KosmoS (Cost-Optimised, High-Efficiency Solar Cells Made of Low-Oxygen N-Type Mono Silicon for Industrial Mass Production)

  • Funding institution: German Federal Ministry for Economic Affairs and Energy (BMWi)
  • Support code: 0325822E
  • Duration: 05/2015 to 04/2018
  • Consortium: ISC Konstanz, RCT Solutions, PV Crystalox Solar Silicon, PVA TePla, Fraunhofer CSP


In 2014, following many years of optimising the Al-BSF standard process, a sustainable trend began in the solar industry towards upgrading existing production lines with new technology. PERC cell structures and n-type mono-Si materials are becoming more established. This means that project partners are faced with the task of preparing their next step towards production processes for high-efficiency and cost-effective solar cells. Project KosmoS will involve developing crystallisation and sawing processes for n-type mono-Si materials of the highest purity and solar cells with over 22% efficiency that can be interconnected in the conventional way to form modules. In technological terms, this should enable an evolutionary connection to the current PERC-/nPERT production processes. The overall goal of this is to reduce the LCOE by 10% as compared to standard solar cells.


The KosmoS project will be carried out in close cooperation with affiliated partners along the crystalline value chain from crystal to solar cells: PVA TePla, PV Crystalox Solar Silicon, Fraunhofer CSP, RCT Solutions and ISC Konstanz will be working together on the development of new systems and processes.

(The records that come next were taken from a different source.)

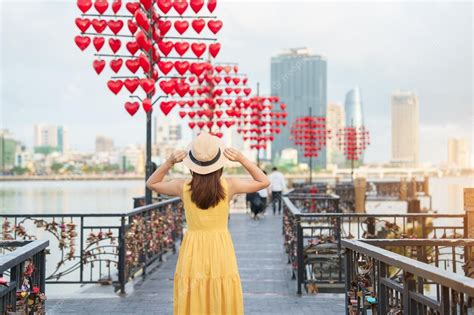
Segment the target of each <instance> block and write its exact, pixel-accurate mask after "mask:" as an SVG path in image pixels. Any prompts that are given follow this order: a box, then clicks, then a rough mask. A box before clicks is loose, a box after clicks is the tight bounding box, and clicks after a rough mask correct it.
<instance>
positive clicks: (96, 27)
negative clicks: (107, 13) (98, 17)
mask: <svg viewBox="0 0 474 315" xmlns="http://www.w3.org/2000/svg"><path fill="white" fill-rule="evenodd" d="M92 27H93V28H94V29H95V31H96V32H97V33H102V32H103V31H104V30H105V28H106V27H107V21H106V20H98V19H93V20H92Z"/></svg>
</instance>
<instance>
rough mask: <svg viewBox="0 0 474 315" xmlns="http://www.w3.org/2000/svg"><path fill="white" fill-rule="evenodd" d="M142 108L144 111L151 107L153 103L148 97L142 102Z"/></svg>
mask: <svg viewBox="0 0 474 315" xmlns="http://www.w3.org/2000/svg"><path fill="white" fill-rule="evenodd" d="M142 106H143V109H144V110H145V112H146V113H148V112H149V111H151V110H152V109H153V105H152V104H151V100H150V99H149V98H145V99H144V100H143V102H142Z"/></svg>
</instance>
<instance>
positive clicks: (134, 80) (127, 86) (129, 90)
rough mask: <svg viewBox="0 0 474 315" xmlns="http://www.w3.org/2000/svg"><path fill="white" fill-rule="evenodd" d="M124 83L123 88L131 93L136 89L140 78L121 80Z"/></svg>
mask: <svg viewBox="0 0 474 315" xmlns="http://www.w3.org/2000/svg"><path fill="white" fill-rule="evenodd" d="M123 84H124V85H125V88H126V89H127V90H129V91H130V93H133V92H135V91H136V89H137V88H138V86H139V85H140V80H139V79H136V78H135V79H125V81H124V82H123Z"/></svg>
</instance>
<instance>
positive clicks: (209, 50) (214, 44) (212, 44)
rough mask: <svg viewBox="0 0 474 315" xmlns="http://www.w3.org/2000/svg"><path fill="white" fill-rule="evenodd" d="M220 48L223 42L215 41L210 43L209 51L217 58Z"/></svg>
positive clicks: (213, 56)
mask: <svg viewBox="0 0 474 315" xmlns="http://www.w3.org/2000/svg"><path fill="white" fill-rule="evenodd" d="M219 50H221V44H219V43H213V44H210V45H209V53H210V54H211V56H212V57H214V58H216V56H217V54H218V53H219Z"/></svg>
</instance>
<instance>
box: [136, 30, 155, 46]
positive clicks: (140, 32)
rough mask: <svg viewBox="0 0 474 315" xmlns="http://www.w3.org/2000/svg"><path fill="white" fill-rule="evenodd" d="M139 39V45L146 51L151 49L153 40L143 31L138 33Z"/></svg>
mask: <svg viewBox="0 0 474 315" xmlns="http://www.w3.org/2000/svg"><path fill="white" fill-rule="evenodd" d="M135 38H136V40H137V43H138V46H140V48H141V49H143V50H144V51H149V50H150V48H151V41H150V40H149V39H148V38H147V37H146V35H145V33H144V32H143V31H139V32H138V33H137V35H135Z"/></svg>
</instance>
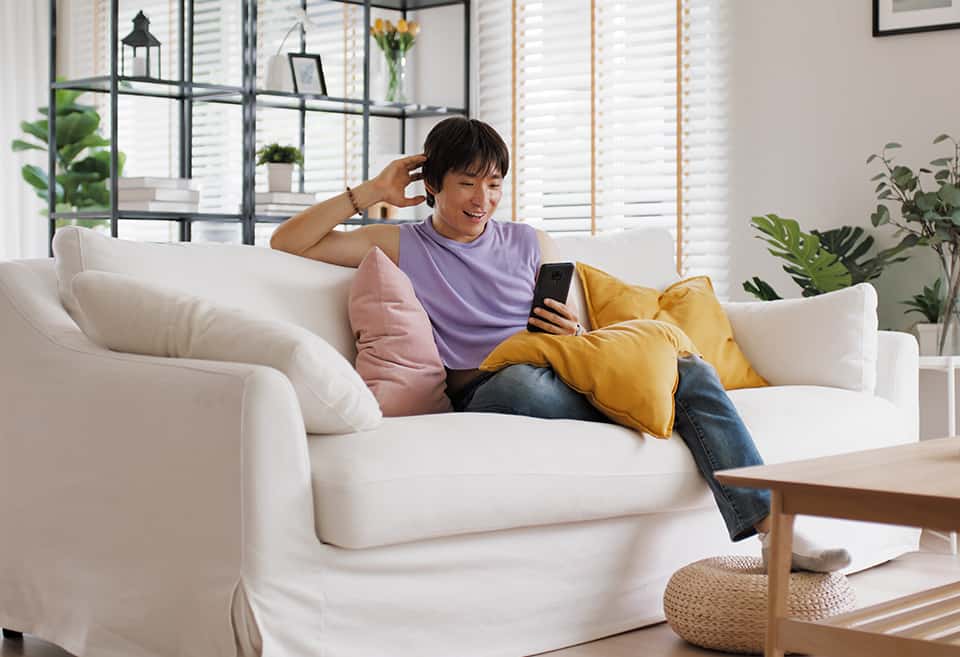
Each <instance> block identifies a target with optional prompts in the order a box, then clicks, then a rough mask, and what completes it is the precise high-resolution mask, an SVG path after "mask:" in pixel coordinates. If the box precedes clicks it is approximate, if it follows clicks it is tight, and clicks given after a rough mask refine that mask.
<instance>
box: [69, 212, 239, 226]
mask: <svg viewBox="0 0 960 657" xmlns="http://www.w3.org/2000/svg"><path fill="white" fill-rule="evenodd" d="M117 216H118V218H119V219H123V220H124V221H127V220H140V221H158V220H160V221H211V222H220V223H232V222H239V221H240V218H241V217H240V215H239V214H227V213H217V212H147V211H143V210H119V211H118V214H117ZM53 218H54V219H67V220H69V219H109V218H110V210H84V211H82V212H54V213H53Z"/></svg>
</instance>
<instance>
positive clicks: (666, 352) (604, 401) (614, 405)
mask: <svg viewBox="0 0 960 657" xmlns="http://www.w3.org/2000/svg"><path fill="white" fill-rule="evenodd" d="M696 353H697V350H696V347H694V345H693V343H692V342H691V341H690V339H689V338H688V337H687V336H686V335H684V333H683V331H681V330H679V329H678V328H677V327H676V326H673V325H671V324H667V323H666V322H658V321H654V320H639V319H634V320H630V321H626V322H620V323H618V324H612V325H610V326H606V327H604V328H602V329H597V330H595V331H591V332H590V333H586V334H584V335H581V336H573V335H550V334H547V333H531V332H529V331H521V332H520V333H516V334H514V335H512V336H511V337H509V338H507V339H506V340H504V341H503V342H501V343H500V344H499V345H497V347H496V349H494V350H493V351H492V352H491V353H490V355H489V356H487V357H486V358H485V359H484V361H483V363H481V364H480V369H482V370H487V371H496V370H499V369H502V368H504V367H506V366H508V365H515V364H517V363H529V364H530V365H536V366H538V367H547V366H549V367H552V368H553V369H554V371H555V372H556V373H557V376H559V377H560V379H561V380H562V381H563V382H564V383H566V384H567V385H568V386H570V387H571V388H573V389H574V390H576V391H577V392H579V393H581V394H584V395H586V396H587V399H589V400H590V403H591V404H593V405H594V406H595V407H596V408H597V409H599V410H600V411H601V412H602V413H603V414H604V415H606V416H607V417H609V418H610V419H611V420H614V421H615V422H617V423H619V424H622V425H625V426H628V427H632V428H634V429H638V430H640V431H644V432H646V433H649V434H652V435H654V436H656V437H657V438H669V437H670V434H671V433H672V432H673V417H674V415H673V414H674V406H673V394H674V393H675V392H676V391H677V382H678V376H677V358H678V357H680V356H685V355H689V354H696Z"/></svg>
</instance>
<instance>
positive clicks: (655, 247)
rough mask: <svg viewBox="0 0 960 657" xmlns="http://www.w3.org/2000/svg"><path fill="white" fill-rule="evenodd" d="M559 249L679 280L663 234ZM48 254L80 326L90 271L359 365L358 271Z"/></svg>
mask: <svg viewBox="0 0 960 657" xmlns="http://www.w3.org/2000/svg"><path fill="white" fill-rule="evenodd" d="M556 242H557V246H558V250H559V252H560V256H561V257H562V258H564V259H566V260H570V261H574V262H575V261H580V262H585V263H587V264H589V265H593V266H594V267H599V268H600V269H603V270H604V271H608V272H610V273H611V274H613V275H614V276H616V277H618V278H620V279H622V280H624V281H626V282H627V283H632V284H643V285H649V286H652V287H658V288H663V287H666V286H667V285H669V284H670V283H673V282H674V281H676V280H677V273H676V269H675V267H674V260H673V252H674V247H673V238H672V237H671V236H670V233H669V232H667V231H666V230H663V229H659V228H651V229H636V230H627V231H620V232H614V233H604V234H602V235H597V236H596V237H590V236H577V237H560V238H558V239H557V240H556ZM53 252H54V255H55V256H56V269H57V279H58V287H59V291H60V300H61V302H62V303H63V306H64V308H66V310H67V312H68V313H70V316H71V317H73V319H74V321H76V322H77V323H78V324H81V325H82V322H83V317H82V314H81V312H80V308H79V306H78V305H77V300H76V298H74V296H73V293H72V292H71V290H70V284H71V281H72V280H73V277H74V276H76V275H77V274H79V273H80V272H81V271H84V270H87V269H92V270H96V271H106V272H113V273H117V274H127V275H129V276H135V277H137V278H139V279H142V280H147V281H153V282H156V283H163V284H164V285H166V286H167V287H172V288H178V289H181V290H185V291H189V292H190V293H191V294H194V295H196V296H198V297H201V298H203V299H206V300H208V301H213V302H216V303H222V304H225V305H229V306H233V307H235V308H240V309H243V310H249V311H251V312H255V313H257V314H259V315H263V316H268V317H272V318H274V319H282V320H285V321H288V322H291V323H293V324H297V325H298V326H302V327H304V328H306V329H309V330H310V331H313V332H314V333H316V334H317V335H319V336H320V337H322V338H323V339H325V340H326V341H327V342H329V343H330V344H331V345H333V347H334V348H335V349H336V350H337V351H339V352H340V353H341V354H343V355H344V356H345V357H346V358H347V359H348V360H350V361H351V362H353V361H354V360H355V358H356V346H355V344H354V336H353V333H352V331H351V329H350V321H349V318H348V316H347V307H348V303H349V296H350V283H351V281H352V280H353V276H354V273H355V272H356V270H355V269H352V268H349V267H338V266H336V265H329V264H327V263H324V262H318V261H316V260H310V259H309V258H300V257H297V256H293V255H290V254H289V253H282V252H280V251H274V250H272V249H263V248H257V247H251V246H240V245H235V244H195V243H183V242H174V243H170V244H162V243H160V244H156V243H145V242H133V241H129V240H117V239H113V238H111V237H108V236H106V235H103V234H101V233H98V232H96V231H94V230H90V229H87V228H79V227H76V226H68V227H65V228H61V229H59V230H58V231H57V232H56V235H55V236H54V238H53ZM574 279H576V277H574ZM572 293H573V296H574V298H575V299H576V300H577V302H578V303H579V306H580V308H581V310H582V309H584V308H586V306H585V305H584V300H583V294H582V291H581V289H580V282H579V281H577V280H574V285H573V291H572ZM581 315H584V316H585V315H586V313H585V312H581ZM587 328H590V327H589V326H587Z"/></svg>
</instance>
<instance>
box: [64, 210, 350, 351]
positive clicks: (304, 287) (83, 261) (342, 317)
mask: <svg viewBox="0 0 960 657" xmlns="http://www.w3.org/2000/svg"><path fill="white" fill-rule="evenodd" d="M53 252H54V255H55V256H56V269H57V279H58V287H59V291H60V300H61V301H62V303H63V305H64V308H66V310H67V312H69V313H70V315H71V316H72V317H73V319H74V320H75V321H76V322H77V323H78V324H80V325H81V326H83V316H82V313H81V311H80V307H79V305H78V304H77V300H76V297H74V295H73V292H72V290H71V287H70V286H71V283H72V280H73V277H74V276H76V275H77V274H79V273H80V272H82V271H85V270H95V271H105V272H111V273H116V274H127V275H128V276H134V277H136V278H138V279H141V280H145V281H152V282H154V283H162V284H163V285H165V286H166V287H169V288H176V289H180V290H184V291H188V292H190V293H191V294H193V295H196V296H198V297H201V298H203V299H205V300H207V301H212V302H214V303H220V304H224V305H228V306H232V307H235V308H239V309H241V310H247V311H249V312H252V313H255V314H257V315H259V316H264V317H270V318H273V319H280V320H284V321H287V322H290V323H292V324H296V325H298V326H302V327H304V328H306V329H308V330H310V331H312V332H313V333H315V334H317V335H319V336H320V337H322V338H323V339H324V340H326V341H327V342H329V343H330V344H331V345H332V346H333V347H334V348H335V349H336V350H337V351H339V352H340V353H341V354H343V355H344V357H346V358H347V359H348V360H349V361H350V362H353V360H354V358H355V357H356V348H355V346H354V339H353V335H352V334H351V331H350V322H349V321H348V319H347V301H348V297H349V293H350V281H351V280H352V279H353V274H354V271H355V270H354V269H351V268H349V267H338V266H336V265H329V264H327V263H324V262H318V261H316V260H310V259H309V258H300V257H297V256H292V255H290V254H288V253H282V252H280V251H274V250H272V249H264V248H258V247H253V246H240V245H232V244H192V243H191V244H186V243H182V242H181V243H171V244H153V243H145V242H132V241H128V240H117V239H113V238H111V237H108V236H106V235H103V234H101V233H98V232H96V231H93V230H90V229H87V228H78V227H75V226H69V227H66V228H61V229H60V230H58V231H57V232H56V235H55V236H54V239H53Z"/></svg>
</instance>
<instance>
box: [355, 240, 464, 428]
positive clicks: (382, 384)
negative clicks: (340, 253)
mask: <svg viewBox="0 0 960 657" xmlns="http://www.w3.org/2000/svg"><path fill="white" fill-rule="evenodd" d="M350 325H351V326H352V327H353V333H354V335H356V337H357V362H356V367H357V372H359V373H360V376H362V377H363V380H364V381H366V383H367V385H368V386H369V387H370V390H371V391H372V392H373V394H374V396H375V397H376V398H377V401H378V402H380V408H381V409H382V410H383V414H384V415H386V416H388V417H394V416H399V415H422V414H424V413H444V412H447V411H451V410H453V409H452V408H451V406H450V398H449V397H447V395H446V389H447V385H446V381H447V371H446V370H445V369H444V367H443V361H442V360H440V352H439V351H438V350H437V343H436V342H434V339H433V327H431V326H430V318H429V317H427V313H426V311H425V310H424V309H423V306H422V305H420V301H419V300H417V295H416V293H415V292H414V290H413V284H412V283H411V282H410V279H409V278H407V275H406V274H404V273H403V272H402V271H401V270H400V268H399V267H397V266H396V265H395V264H394V263H393V261H392V260H390V258H388V257H387V255H386V254H385V253H384V252H383V251H381V250H380V249H378V248H377V247H374V248H372V249H370V251H369V252H368V253H367V255H366V256H365V257H364V258H363V261H362V262H361V263H360V267H358V268H357V274H356V276H354V277H353V284H352V285H351V286H350Z"/></svg>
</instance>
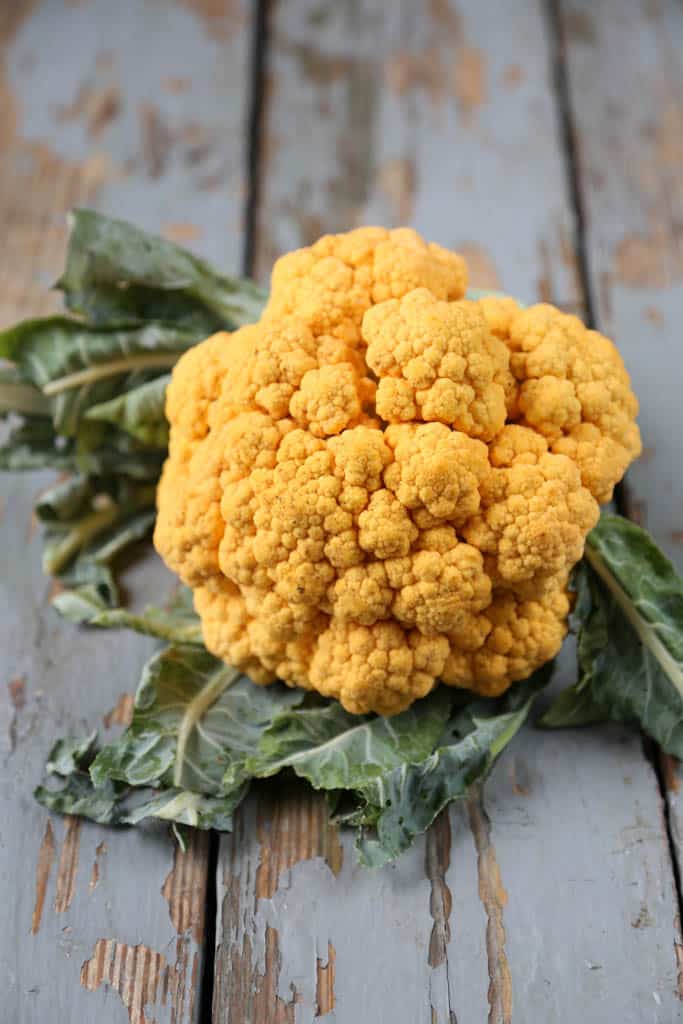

The pre-destined material for high-efficiency solar cells is float-zone silicon – thanks to the fact it has an oxygen concentration two orders of magnitude lower, an exceptionally low concentration of residual impurities and a very homogeneous resistance distribution. In combination with an n-type rear emitter cell concept, it results in potential efficiency of over 22% – when using production steps similar to the PERC production lines of today and a conventional modular construction.

The challenges are the crystallisation of bars with a diameter of 200 mm, the cost-effective supply of storage bars suitable for FZ, sawing the crystal with minimal cutting losses and the highest yields, and having a streamlined cell process that enables the advantages of the material to be exploited for financial benefit through a significant improvement in efficiency.